4 Retrobulbar Hemorrhage
Summary
Retrobulbar hemorrhage is an infrequent but acutely vision-threatening complication of periorbital and orbital surgery in which hemorrhage in the retrobulbar space causes orbital compartment syndrome.
4.1 Patient History Leading to the Specific Problem
The patient is a 59-year-old white woman who presented with a history of left posterior orbital mass of undiagnosed etiology, referred for biopsy with the oculoplastics service. Preoperative vision in the left eye was 20/25 and extraocular movements were full. A left orbitotomy was performed under general anesthesia, and specimens of soft tissue and bone were obtained. The remainder of the surgical case was uneventful. During initiation of awakening from general anesthesia, the patient was witnessed to have a significant gag reflex with Valsalva. She subsequently developed immediate clinical signs of left retrobulbar hemorrhage including tense periorbital ecchymoses and 360° bullous subconjunctival hemorrhage (Fig. 4-1).

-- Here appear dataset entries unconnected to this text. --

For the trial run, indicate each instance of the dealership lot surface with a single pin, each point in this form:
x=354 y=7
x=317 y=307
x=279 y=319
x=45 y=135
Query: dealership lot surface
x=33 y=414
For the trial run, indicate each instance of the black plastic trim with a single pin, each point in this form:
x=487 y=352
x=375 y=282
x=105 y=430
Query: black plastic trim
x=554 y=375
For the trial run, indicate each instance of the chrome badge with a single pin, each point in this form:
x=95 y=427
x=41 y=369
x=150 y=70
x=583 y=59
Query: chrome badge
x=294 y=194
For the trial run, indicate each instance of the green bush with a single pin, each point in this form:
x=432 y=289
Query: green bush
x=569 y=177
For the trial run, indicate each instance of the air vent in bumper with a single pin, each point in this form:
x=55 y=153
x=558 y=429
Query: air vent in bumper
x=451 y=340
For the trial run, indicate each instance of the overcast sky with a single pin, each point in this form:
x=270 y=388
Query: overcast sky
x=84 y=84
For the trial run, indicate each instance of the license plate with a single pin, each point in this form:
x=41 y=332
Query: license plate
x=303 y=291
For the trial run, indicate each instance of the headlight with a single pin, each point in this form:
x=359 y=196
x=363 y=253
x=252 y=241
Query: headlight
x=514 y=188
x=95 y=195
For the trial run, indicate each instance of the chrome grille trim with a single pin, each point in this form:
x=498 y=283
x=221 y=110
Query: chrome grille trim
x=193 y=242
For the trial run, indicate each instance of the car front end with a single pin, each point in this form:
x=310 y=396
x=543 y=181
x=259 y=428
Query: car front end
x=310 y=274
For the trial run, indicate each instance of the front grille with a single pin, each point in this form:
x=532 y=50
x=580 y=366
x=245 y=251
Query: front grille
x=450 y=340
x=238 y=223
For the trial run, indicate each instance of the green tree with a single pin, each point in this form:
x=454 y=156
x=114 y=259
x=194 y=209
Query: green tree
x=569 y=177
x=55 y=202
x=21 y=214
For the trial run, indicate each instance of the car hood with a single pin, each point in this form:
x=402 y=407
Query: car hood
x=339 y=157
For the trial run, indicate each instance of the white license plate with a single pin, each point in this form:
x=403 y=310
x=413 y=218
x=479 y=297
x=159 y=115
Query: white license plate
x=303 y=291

4.2 Anatomic Description of the Patient’s Current Status
Hemorrhage in the retrobulbar space may lead to a compartment syndrome as the hematoma fills the rigid bony orbit and pushes the globe anteriorly (proptosis) to the maximum extent the eyelids will allow. Further hemorrhage within the confined space of the orbit will then compress the orbital contents, which may rapidly lead to an ischemic optic neuropathy, central retinal artery occlusion, or central retinal vein occlusion, all of which may cause permanent vision loss.
4.3 Recommended Solution to the Problem
Immediately release sutures closing the incision in order to reopen the orbital compartment and relieve intracompartmental pressure.
If this is insufficient to relieve the compartment syndrome, perform a lateral canthotomy with inferior cantholysis, with additional superior cantholysis as needed.
Re-establish general anesthesia.
Explore the surgical wound to identify source of hemorrhage.
Obtain hemostasis.
Consider replacing incision closure only if the eyelids are soft and mobile and concern for redevelopment of orbital compartment syndrome is low.
If the patient presents postoperatively with a retrobulbar hemorrhage and orbital compartment syndrome, perform a lateral canthotomy and cantholysis to relieve the intraorbital pressure.
4.4 Technique
The Prolene sutures closing the skin incision, the Vicryl sutures closing orbicularis muscle, and the Vicryl sutures closing the periosteum were immediately cut and released. With release of the previously placed sutures, the periorbital tissues became less tense and the eyelids became more freely mobile over the globe. General anesthesia was resumed and the patient was reprepped in the standard fashion for oculoplastic surgery. The surgical wound was explored and the source of bleeding was identified. Hemostasis was achieved with a combination of bipolar cautery and Avitene. Closure of the periosteum, orbicularis, and skin was replaced.
In alternative presentations, retrobulbar hemorrhage causing a compartment syndrome may be addressed with a canthotomy and cantholysis at the lateral canthus, the outer angle of the eyelids (Fig. 4-2). One may consider cleaning the surgical site and injecting local anesthetic to the subcutaneous tissue of the lateral canthus; however, these steps may be bypassed in certain scenarios given the emergent nature of the problem.
The lateral canthotomy is performed using the available scissors to cut horizontally from the angle of the lateral canthus to the lateral orbital rim, approximately 1 cm (Fig. 4-3).
Grasp the lower lid laterally with toothed forceps and distract the lid away from the globe—it will still feel tethered in place due to the attachment of the inferior crus of the lateral canthal tendon (Fig. 4-4).
Use the closed blades of the scissors to strum the tissue still tethering the lateral lower lid to the orbital rim near the globe—this represents the inferior crus of the lateral canthal tendon which should be cut (Fig. 4-5).
Once the inferior crus is identified, inferior cantholysis is performed by an approximately 1-cm cut from the cut edge of the lower lid in an inferoposterior direction (Fig. 4-6).
Upon successful inferior cantholysis, the lower lid should be freely mobile and no longer adherent to the orbital rim (Fig. 4-7).
At this point, if the upper lid is noted to be tense and tight against the globe and there remains concern for an orbital compartment syndrome, a superior cantholysis may be performed. Grasp the upper lid laterally with toothed forceps and distract the lid away from the globe. Use the closed blades of the scissors to strum the superior crus which tethers the lateral upper lid to the orbital rim. Superior cantholysis is performed by an approximately 1-cm cut from the cut edge of the upper lid in a superoposterior direction. Upon successful superior cantholysis, the upper lid should be freely mobile and no longer adherent to the orbital rim.